Prompt Fungineer v2
Takes a simple 2-10 word image description and expands it into a detailed 50-150 word prompt for AI image generators.
Prompt Fungineer v2 is a full fine-tune of Qwen/Qwen3-0.6B (596M parameters) trained on 9,400 Claude-generated prompt pairs. It produces detailed, richly specific prompts suitable for Midjourney, Stable Diffusion, DALL-E, Flux, and other image generation models.
This is the successor to treadon/prompt-fungineer-355M, which was built on GPT-2 Medium in 2023.
Usage
from transformers import AutoModelForCausalLM, AutoTokenizer
model_name = "treadon/prompt-fungineer-v2"
tokenizer = AutoTokenizer.from_pretrained(model_name, trust_remote_code=True)
model = AutoModelForCausalLM.from_pretrained(model_name, trust_remote_code=True)
def expand_prompt(short_description: str, max_new_tokens: int = 256) -> str:
messages = [
{
"role": "user",
"content": f"Expand this into a detailed image generation prompt: {short_description}"
}
]
text = tokenizer.apply_chat_template(messages, tokenize=False, add_generation_prompt=True)
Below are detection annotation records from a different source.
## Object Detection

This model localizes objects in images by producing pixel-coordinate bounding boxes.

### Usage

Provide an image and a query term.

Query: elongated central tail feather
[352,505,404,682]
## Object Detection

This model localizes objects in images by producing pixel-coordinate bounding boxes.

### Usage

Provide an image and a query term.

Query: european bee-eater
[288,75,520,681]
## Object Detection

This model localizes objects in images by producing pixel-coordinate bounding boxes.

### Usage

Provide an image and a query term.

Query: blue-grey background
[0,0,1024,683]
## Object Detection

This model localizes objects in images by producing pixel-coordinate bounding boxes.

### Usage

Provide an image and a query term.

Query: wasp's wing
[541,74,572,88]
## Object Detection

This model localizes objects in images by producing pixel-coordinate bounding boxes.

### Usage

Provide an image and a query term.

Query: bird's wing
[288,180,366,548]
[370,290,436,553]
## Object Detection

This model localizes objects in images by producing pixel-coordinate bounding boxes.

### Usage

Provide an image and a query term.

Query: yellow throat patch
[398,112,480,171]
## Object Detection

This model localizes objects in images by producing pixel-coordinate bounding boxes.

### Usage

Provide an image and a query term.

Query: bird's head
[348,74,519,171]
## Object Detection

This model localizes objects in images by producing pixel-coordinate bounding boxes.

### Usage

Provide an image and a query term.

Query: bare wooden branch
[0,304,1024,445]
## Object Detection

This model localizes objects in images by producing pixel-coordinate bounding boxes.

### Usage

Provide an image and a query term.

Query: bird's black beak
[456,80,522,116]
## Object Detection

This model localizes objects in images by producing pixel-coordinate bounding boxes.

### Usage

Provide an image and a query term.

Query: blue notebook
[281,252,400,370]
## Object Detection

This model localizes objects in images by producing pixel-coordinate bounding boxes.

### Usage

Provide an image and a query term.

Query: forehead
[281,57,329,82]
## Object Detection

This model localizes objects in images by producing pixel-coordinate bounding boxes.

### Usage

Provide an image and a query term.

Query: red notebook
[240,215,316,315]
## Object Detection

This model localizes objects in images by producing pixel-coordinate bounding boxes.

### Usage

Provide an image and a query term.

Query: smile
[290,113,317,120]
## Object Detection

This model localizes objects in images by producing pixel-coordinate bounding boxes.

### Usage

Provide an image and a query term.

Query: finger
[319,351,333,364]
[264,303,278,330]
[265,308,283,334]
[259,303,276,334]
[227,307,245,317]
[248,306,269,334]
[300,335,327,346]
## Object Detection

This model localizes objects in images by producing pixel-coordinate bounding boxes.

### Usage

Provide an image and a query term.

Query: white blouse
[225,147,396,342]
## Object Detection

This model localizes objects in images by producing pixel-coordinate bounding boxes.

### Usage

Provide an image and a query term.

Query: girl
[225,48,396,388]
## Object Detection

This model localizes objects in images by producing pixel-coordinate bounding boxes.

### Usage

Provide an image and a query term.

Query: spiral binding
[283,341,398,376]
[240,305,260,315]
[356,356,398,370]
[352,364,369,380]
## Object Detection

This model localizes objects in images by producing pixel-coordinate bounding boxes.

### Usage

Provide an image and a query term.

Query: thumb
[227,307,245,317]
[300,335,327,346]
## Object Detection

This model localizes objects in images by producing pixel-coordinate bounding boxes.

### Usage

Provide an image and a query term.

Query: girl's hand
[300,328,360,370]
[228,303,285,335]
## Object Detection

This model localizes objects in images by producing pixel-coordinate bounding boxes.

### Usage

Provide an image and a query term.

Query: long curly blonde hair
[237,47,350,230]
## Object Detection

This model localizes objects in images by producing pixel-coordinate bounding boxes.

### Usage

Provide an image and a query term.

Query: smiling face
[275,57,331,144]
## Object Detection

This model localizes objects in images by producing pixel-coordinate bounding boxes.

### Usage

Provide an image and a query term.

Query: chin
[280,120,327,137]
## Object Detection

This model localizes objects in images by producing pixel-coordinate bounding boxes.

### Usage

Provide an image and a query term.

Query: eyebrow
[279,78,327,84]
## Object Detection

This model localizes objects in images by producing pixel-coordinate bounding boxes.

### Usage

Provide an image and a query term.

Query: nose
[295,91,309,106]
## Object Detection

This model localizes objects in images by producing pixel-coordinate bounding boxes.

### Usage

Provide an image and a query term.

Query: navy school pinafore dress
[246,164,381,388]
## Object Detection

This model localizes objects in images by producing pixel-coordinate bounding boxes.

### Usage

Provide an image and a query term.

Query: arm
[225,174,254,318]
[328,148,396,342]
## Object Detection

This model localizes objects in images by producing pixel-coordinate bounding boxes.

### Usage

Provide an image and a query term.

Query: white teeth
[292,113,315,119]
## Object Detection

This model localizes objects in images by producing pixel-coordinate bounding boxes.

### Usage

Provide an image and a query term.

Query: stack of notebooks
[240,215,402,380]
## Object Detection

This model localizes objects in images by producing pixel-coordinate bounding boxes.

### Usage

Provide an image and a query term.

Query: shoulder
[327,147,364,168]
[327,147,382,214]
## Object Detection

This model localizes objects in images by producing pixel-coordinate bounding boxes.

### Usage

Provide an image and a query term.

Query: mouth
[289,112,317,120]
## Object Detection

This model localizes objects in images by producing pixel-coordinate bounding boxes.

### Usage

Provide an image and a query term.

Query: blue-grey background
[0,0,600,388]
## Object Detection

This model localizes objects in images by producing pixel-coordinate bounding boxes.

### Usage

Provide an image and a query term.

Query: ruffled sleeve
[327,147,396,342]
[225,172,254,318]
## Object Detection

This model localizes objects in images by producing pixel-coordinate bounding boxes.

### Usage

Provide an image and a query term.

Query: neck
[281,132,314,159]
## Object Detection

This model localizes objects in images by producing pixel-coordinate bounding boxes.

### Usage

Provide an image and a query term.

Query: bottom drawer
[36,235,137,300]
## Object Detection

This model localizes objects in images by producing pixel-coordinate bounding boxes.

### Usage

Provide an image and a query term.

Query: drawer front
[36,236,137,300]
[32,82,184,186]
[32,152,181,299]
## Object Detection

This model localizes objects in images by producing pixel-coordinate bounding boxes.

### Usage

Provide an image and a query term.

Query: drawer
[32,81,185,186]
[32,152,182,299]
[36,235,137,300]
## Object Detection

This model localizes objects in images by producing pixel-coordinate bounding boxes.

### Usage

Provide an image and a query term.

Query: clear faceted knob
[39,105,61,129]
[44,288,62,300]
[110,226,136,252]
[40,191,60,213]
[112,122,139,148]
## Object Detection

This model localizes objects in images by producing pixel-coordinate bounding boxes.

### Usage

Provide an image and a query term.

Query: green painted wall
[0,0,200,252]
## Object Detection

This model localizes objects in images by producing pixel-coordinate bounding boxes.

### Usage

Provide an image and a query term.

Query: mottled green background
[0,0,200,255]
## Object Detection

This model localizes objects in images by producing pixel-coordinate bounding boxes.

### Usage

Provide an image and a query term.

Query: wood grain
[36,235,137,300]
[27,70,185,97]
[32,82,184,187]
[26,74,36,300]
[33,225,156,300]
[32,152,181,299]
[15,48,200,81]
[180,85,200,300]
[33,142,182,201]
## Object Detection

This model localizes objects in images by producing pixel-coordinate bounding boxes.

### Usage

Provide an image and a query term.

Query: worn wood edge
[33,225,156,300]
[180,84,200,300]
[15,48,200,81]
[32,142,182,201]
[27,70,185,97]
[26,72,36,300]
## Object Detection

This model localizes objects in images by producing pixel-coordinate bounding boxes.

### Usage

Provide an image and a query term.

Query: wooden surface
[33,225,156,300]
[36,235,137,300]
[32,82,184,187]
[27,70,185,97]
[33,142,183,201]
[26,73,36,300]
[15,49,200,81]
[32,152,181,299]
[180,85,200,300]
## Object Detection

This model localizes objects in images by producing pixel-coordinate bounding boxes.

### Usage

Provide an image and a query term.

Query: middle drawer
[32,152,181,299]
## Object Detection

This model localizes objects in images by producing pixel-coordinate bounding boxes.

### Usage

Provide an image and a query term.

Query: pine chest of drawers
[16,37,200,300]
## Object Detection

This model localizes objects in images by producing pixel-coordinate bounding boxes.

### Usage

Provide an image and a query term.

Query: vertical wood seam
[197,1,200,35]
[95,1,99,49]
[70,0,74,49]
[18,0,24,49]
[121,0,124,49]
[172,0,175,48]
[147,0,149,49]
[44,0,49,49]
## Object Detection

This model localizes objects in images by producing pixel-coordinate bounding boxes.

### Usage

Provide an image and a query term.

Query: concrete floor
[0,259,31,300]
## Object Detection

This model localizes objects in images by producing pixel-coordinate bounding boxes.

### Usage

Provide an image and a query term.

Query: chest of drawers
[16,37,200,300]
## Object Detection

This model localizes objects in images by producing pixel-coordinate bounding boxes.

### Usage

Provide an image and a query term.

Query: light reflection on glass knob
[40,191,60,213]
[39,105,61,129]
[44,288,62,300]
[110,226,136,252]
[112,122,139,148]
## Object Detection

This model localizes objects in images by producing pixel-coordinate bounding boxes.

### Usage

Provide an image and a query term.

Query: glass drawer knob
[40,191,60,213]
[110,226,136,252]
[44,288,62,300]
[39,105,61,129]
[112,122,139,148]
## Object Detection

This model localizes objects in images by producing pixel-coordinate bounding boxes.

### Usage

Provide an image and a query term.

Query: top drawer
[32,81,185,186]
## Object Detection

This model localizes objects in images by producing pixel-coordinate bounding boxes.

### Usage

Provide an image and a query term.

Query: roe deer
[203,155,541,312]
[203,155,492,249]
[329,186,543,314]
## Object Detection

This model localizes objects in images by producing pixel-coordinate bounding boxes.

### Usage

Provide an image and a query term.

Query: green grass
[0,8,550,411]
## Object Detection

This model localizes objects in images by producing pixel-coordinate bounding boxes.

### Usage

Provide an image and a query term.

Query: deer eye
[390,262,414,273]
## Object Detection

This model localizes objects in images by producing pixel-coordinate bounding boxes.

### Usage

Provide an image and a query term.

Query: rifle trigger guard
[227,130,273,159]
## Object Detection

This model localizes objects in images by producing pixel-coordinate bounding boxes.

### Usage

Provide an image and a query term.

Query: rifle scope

inputs = tokenizer(text, return_tensors="pt").to(model.device)
with torch.no_grad():
output = model.generate(
**inputs,
max_new_tokens=max_new_tokens,
do_sample=True,
temperature=0.7,
top_p=0.9,
)
generated = tokenizer.decode(output[0][inputs["input_ids"].shape[1]:], skip_special_tokens=True)
return generated.strip()
# Example
import torch
print(expand_prompt("cherry blossoms in rain"))
Example output:
A cherry blossom tree in full bloom photographed at the moment of rain, the petals floating and falling in the downpour. Fuji X-T5, 24mm f/4 ultra-wide lens, f/8, ISO 800, 1/1000s. The petals are translucent pink and white, each one catching the raindrop light differently. The rain falls in the background as a soft white blur. Color: vivid pink blossom against white rain, the sky behind in soft grey. Matte finish. The delicate pink against the wet grey sky. Japanese seasonal beauty.
Model Details
| Property | Value |
|---|---|
| Base model | Qwen/Qwen3-0.6B (2025 architecture) |
| Parameters | 596M |
| Training method | Full fine-tune (all parameters unfrozen) |
| Training data | 9,400 Claude-generated prompt pairs |
| Categories | 11 (landscapes, portraits, sci-fi, abstract, architecture, animals, historical, food, macro, emotions, vehicles) |
| Style distribution | 5 styles (photographic 52%, cinematic 14%, painterly 14%, digital art 10%, illustration 9%) |
| Epochs | 4 |
| Learning rate | 2e-5, cosine schedule with 6% warmup |
| Effective batch size | 32 (batch 1 x gradient accumulation 32) |
| Precision | float32 |
| Gradient checkpointing | Enabled |
| Max sequence length | 384 tokens |
| Training time | ~2h 50m on Apple M4 Pro (MPS backend) |
| Final train loss | 1.51 |
| Final eval loss | 2.67 |
| Optimizer | AdamW (weight decay 0.01) |
| License | Apache 2.0 |
v1 vs v2 Comparison
Prompt Fungineer v2 generates longer, more specific, and more technically detailed prompts compared to v1.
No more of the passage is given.